Tuesday, June 8, 2010

What's for Lunch: Chicken & Rice

By Ed Bruske
aka The Slow Cook

Chartwells, the company that provides food service under contract to D.C. Public Schools, calls this "cheesy chicken with rice casserole." I'd never seen it before, but I can assure you there's no casserole involved. Notice how they try to make industrially processed convenience food sound like something off a restaurant menu, or maybe a Sunday church supper?

My guess is the rice was cooked in the kitchen's commercial steamer. The chicken, most likely from the government's commodity surplus program, probably arrived frozen, then was stirred into the rice with pre-shredded cheese. Most recipes out of the Chartwells book involve a minimum number of ingredients and just three or four steps to prepare. It would not be unkind to call them idiot proof. They are designed for kitchen workers with minimal skill and only basic cooking apparatus.

The kids seemed to like the chicken and rice well enough. At the Chartwells website, the menu also called for "glazed carrots." That's a fancy description for carrots cut into rounds that arrive frozen in bags, then are heated in the steamer. I did not observe any "glaze." They just looked dull and listless, like most vegetable side dishes that come out of the school kitchen. It's typically hit or miss whether the kids even opt to have them placed on their tray in the food line. Most of the trays I observed did not have carrots on them.

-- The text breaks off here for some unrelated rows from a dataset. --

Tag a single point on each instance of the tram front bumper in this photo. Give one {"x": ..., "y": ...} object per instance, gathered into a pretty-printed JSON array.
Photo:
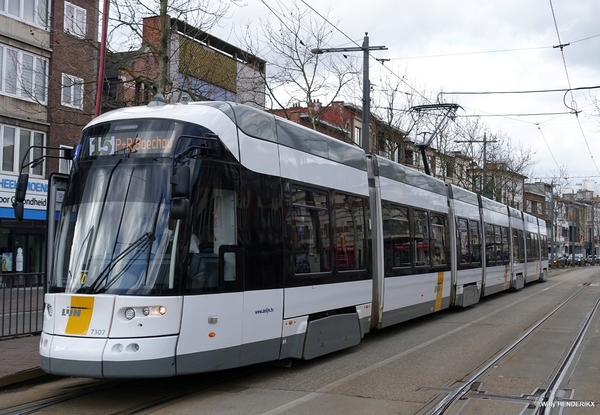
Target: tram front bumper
[{"x": 108, "y": 358}]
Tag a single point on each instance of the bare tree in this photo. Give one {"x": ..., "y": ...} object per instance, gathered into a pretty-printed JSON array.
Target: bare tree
[
  {"x": 147, "y": 55},
  {"x": 296, "y": 74},
  {"x": 391, "y": 100}
]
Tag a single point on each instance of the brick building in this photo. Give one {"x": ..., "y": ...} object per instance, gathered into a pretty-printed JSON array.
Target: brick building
[
  {"x": 344, "y": 121},
  {"x": 201, "y": 66},
  {"x": 47, "y": 83}
]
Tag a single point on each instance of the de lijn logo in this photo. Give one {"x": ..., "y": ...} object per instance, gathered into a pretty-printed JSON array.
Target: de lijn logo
[{"x": 73, "y": 311}]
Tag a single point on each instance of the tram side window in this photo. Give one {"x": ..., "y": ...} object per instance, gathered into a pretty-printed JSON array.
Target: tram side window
[
  {"x": 521, "y": 246},
  {"x": 544, "y": 246},
  {"x": 490, "y": 245},
  {"x": 475, "y": 241},
  {"x": 396, "y": 236},
  {"x": 516, "y": 244},
  {"x": 504, "y": 247},
  {"x": 310, "y": 231},
  {"x": 438, "y": 239},
  {"x": 349, "y": 231},
  {"x": 462, "y": 239},
  {"x": 529, "y": 246},
  {"x": 421, "y": 238}
]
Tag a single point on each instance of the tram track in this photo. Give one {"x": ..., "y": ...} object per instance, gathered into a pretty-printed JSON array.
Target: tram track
[
  {"x": 171, "y": 394},
  {"x": 544, "y": 399}
]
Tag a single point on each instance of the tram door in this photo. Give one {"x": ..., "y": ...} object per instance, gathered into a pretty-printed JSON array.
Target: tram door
[{"x": 29, "y": 252}]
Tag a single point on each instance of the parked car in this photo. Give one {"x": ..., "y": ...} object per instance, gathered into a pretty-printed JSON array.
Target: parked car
[
  {"x": 579, "y": 261},
  {"x": 560, "y": 260}
]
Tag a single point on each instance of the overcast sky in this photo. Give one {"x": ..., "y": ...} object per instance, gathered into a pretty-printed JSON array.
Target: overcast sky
[{"x": 481, "y": 46}]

Adults seem to think that if we only put more vegetables in school cafeterias, meals will get healthier. Frankly, I think adults are a bit delusional on this point. If you spend any time at all around school lunch, you quickly realize that most school kitchens are incapable of preparing vegetable side dishes that kids will actually eat. In addition, federal rules provide that the kids only have to choose three of the five items offered, so they can usually make a complete "meal" without at vegetable side dish at all. From what I've seen, the vegetables that do make their way onto kids' trays typically end up uneaten and thrown in the trash.

One girl who did take the carrots was seated directly across from me. She speared one of the rounds with her "spork" and placed a carrot in her mouth, then quickly spit it out. "You didn't like it?" I asked. She just shook her head.

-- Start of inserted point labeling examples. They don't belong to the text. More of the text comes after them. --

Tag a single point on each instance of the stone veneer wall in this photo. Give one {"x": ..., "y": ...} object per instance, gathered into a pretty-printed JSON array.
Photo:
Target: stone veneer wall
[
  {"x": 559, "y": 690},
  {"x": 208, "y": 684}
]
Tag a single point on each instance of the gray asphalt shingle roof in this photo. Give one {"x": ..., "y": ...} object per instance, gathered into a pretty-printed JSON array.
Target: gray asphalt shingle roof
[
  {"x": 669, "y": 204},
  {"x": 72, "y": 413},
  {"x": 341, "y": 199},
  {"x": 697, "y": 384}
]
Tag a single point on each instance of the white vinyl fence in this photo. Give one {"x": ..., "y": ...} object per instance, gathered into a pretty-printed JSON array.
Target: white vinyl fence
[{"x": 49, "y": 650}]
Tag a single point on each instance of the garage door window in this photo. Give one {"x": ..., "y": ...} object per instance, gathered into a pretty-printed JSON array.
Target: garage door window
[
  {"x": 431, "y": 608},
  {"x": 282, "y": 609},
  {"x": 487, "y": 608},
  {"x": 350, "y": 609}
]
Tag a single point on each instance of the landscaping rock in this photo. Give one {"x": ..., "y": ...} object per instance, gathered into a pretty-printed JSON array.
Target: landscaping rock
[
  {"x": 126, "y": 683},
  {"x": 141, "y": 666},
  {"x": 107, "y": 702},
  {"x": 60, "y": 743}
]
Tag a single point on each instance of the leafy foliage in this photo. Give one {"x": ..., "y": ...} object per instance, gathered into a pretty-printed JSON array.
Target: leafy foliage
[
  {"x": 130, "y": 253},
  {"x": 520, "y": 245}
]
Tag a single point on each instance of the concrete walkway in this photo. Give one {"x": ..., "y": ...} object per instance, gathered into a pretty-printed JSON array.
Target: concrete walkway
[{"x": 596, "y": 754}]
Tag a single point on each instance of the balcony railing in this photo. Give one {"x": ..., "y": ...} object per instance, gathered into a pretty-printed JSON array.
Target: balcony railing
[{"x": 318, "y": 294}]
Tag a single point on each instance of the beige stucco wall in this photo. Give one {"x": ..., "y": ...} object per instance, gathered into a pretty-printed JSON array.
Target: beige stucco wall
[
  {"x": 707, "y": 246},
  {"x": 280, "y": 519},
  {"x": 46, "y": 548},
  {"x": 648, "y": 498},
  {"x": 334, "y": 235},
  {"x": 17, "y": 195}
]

That's a fresh pear you see in the photo, plus an open container of strawberry milk. How would you rate this lunch?


  1. How would I rate this? I give it a G for GROSS! Was the pear even ripe? glazed carrots sound awful. like something that I had to endure at my grandmother's table, when all vegetables were overcooked and drowned in sauce.

    The strawberry milk is loaded with sugar, the cheese loaded with fat, the rice probably white and nothing but carbs, the chicken could be fatty or prefried and may or may not have additives in it.

    I can't even call this a meal. I give it an F

  2. Was the pear even ripe? It's rare to find a tasty, ripe, pear at the grocery store, so I just wondered. And unripe pears have a lousy taste and texture -not a great way to convince kids to eat pears again.